Non ci vuole molto a concludere che Dio mostra un volto gioioso e benevolo all’uomo che vive seguendo i suoi insegnamenti, che condivide il suo modo di valutare la realtà. L’antica preghiera di augurio pronunciata da Aronne sul popolo di Israele riportata nel libro dei Numeri (6,24-26) è rivolta a Dio ma in realtà riguarda gli uomini che non sono solo i destinatari della benedizione ma sono la causa da cui dipende l’atteggiamento del Signore.

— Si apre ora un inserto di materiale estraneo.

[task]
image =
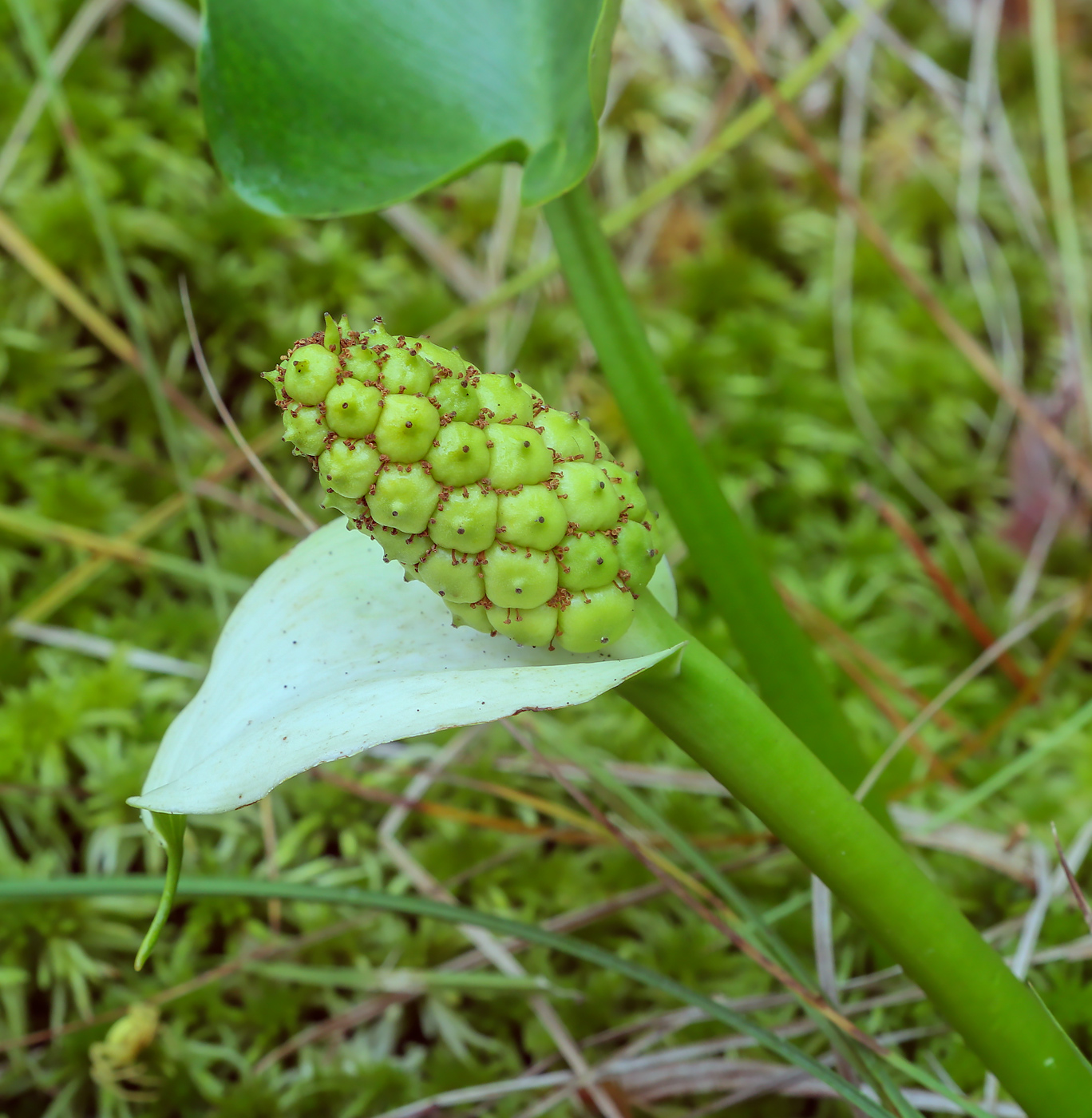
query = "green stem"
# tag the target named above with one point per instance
(717, 719)
(776, 651)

Nella formula non è usato il termine diventato tecnico per indicare la decisione dell’uomo di vivere osservando i comandamenti, cioè “conversione”. Forse era ritenuto troppo limitativo ed escludente quei “novantanove giusti che non hanno bisogno di conversione” come dirà Gesù (Luca 15,7). Se il volto del Signore brilla di gioia particolare quando l’uomo si impegna sinceramente a seguire la volontà di Dio non vuol dire che non continui a guardare compiaciuto quelli che condividono il suo progetto con coerenza e costanza.

Per usare un’altra immagine moderna, possiamo pensare all’entusiasmo di un allenatore sportivo quando vede l’atleta che ha preparato ricevere il premio, frutto di tante fatiche condivise e di un impegno comune.

L’augurio che ci è stato fatto con le parole della Bibbia potrebbe dunque essere tradotto in quest’altro modo: “Ti auguro di comportarti nel prossimo anno così da rendere felice il tuo Dio che continuerà a darti tutta la sua assistenza”.

Il significato è lo stesso, però l’espressione prosaica non comunica l’emozione provocata dal volto di Dio che brilla di gioia perché è contento di me!